TATAR BİNDİĞİ DALLARI KESİYOR
Temaslı takım maçlarında faul yapmak normaldir. Futbolda, basketbolda, hentbolda ve diğer branşlarda neyin faul olduğu bellidir. Cezası vardır, yapan onu çeker.
Ancak işin içine ‘kasıt’ girerse, ceza artar. O yüzden hakemler harekete de bakar ama aynı zamanda niyeti de okur, ona göre cezayı verir.
Futbolda mesela kasti faul varsa, mutlaka kart çıkar. Bazen sarı, bazen de oyundan atılma anlamına gelen kırmızı kart…
Şimdi…
Eğer siyaset arenasını bir futbol sahası, Ersin Tatar’ı da oyuncu olarak kabul edersek ve son birkaç ayda yaptıklarına bakarsak, en az 3-4 kez oyundan ihraç edileceğini görürüz.

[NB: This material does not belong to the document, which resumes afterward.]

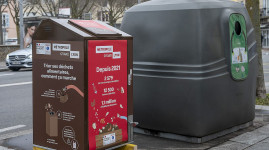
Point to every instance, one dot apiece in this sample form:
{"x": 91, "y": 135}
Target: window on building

Zira sürekli ‘faul’ yapıyor. Üstelik bazıları ‘kasti’ fauller ve direkt kırmızı kart gerektiriyor.
***
Mesela dün Başsavcılık’ın arkasına saklandı Tatar ‘Başbakanlık makamını neden devretmediği’ eleştirilerine cevaben…
Sormuş da Savcılık “Vekalet veremezsin” demiş.
Bilmem böyle bir hukuki mütalaa verdi mi Başsavcılık… Ama Tatar bir aydır böyle bir görüş aldığını söylemedi. Düne kadar sakladı demek ki…
Oysa alenen Yüksek Mahkeme Başkanı Narin Şefik “3 gün içinde iki makamdan birini tercih edeceksiniz” demişti Tatar’a seçildikten sonra…
‘Bu işin müsebbibi sistemdir’ diyor Tatar… Yağ gibi suyun üstüne çıkmaya çabalıyor.
Kendisine eleştiri yöneltenleri de ‘siyaset yapmak’la suçlamayı ihmal etmiyor. Sanki siyasilerin görevi siyaset değil de pasta yapmakmış gibi!..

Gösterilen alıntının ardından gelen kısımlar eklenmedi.